For related articles and more information, please visit OCA’s All About Organics page and our Politics and Democracy page.

The hummingbird successfully crossing the Gulf of Mexico is adapted mile by mile to the distance. It does not exceed its own physical and mental capacities and it makes the trip exactly like pre-industrial human migrants, on contemporary energy.

For humans, local adaptation is not work for a few financiers and a few intellectual and political hotshots. This is work for everybody, requiring everybody’s intelligence. It is work inherently democratic.

What must we do?

First: we must not work or think on a heroic scale. In our age of global industrialism, heroes too likely risk the lives of places and things they do not see. We must work on a scale proper to our limited abilities. We must not break things we cannot fix. There is no justification ever for permanent ecological damage. If this imposes the verdict of guilt upon us all, so be it.

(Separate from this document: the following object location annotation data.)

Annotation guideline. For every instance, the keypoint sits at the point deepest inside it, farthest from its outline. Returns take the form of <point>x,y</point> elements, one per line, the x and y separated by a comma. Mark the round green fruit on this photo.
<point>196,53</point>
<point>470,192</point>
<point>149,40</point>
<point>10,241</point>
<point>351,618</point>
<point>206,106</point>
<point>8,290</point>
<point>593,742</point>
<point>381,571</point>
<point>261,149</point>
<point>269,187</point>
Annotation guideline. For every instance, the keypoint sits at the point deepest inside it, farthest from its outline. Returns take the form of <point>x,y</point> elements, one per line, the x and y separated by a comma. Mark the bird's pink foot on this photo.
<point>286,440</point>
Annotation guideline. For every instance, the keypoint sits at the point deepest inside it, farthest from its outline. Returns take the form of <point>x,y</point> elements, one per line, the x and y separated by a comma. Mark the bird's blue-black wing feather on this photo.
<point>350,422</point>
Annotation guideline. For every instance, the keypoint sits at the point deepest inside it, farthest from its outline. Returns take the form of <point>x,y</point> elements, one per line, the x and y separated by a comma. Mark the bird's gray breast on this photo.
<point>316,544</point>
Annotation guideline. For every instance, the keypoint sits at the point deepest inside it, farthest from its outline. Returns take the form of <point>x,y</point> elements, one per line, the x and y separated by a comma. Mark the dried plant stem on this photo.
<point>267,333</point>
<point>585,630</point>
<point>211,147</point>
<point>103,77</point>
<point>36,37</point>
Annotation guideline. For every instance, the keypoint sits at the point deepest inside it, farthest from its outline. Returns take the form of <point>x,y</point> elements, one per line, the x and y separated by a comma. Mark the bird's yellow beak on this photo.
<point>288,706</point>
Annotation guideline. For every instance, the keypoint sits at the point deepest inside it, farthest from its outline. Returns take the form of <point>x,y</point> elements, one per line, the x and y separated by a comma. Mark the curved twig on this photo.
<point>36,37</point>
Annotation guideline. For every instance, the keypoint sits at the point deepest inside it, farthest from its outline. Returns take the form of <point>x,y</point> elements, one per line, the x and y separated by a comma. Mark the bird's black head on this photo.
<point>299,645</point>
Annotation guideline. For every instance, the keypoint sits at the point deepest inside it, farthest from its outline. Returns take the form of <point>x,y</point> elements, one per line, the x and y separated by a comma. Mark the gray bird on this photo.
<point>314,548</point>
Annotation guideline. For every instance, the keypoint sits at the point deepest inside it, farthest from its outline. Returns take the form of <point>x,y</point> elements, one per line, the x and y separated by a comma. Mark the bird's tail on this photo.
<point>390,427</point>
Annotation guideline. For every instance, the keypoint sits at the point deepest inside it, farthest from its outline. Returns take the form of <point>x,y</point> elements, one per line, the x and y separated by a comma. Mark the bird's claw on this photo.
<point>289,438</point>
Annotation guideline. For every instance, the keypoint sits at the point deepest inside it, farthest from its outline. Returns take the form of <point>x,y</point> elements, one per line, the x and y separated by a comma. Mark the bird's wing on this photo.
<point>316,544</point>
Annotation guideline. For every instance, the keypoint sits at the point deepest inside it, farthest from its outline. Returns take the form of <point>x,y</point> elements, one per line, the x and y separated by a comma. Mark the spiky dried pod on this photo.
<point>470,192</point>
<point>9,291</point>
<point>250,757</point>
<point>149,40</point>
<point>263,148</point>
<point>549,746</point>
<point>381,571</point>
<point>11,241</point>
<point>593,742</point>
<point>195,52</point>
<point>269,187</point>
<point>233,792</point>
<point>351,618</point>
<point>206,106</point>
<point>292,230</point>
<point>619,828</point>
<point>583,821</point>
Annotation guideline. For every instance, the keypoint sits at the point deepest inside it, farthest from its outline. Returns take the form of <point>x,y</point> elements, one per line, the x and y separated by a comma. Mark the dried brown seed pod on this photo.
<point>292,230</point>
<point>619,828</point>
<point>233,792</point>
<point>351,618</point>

Second: We must abandon the homeopathic delusion that the damages done by industrialization can be corrected by more industrialization.

Third: We must quit solving our problems by moving on. We must try to stay put and to learn where we are – geographically, historically and ecologically.

Fourth: We must learn, if we can, the sources and costs of our own economic lives.

Fifth: We must give up the notion that we are too good to do our own work and clean up our own messes. It is not acceptable for this work to be done for us by wage slavery or by enslaving nature.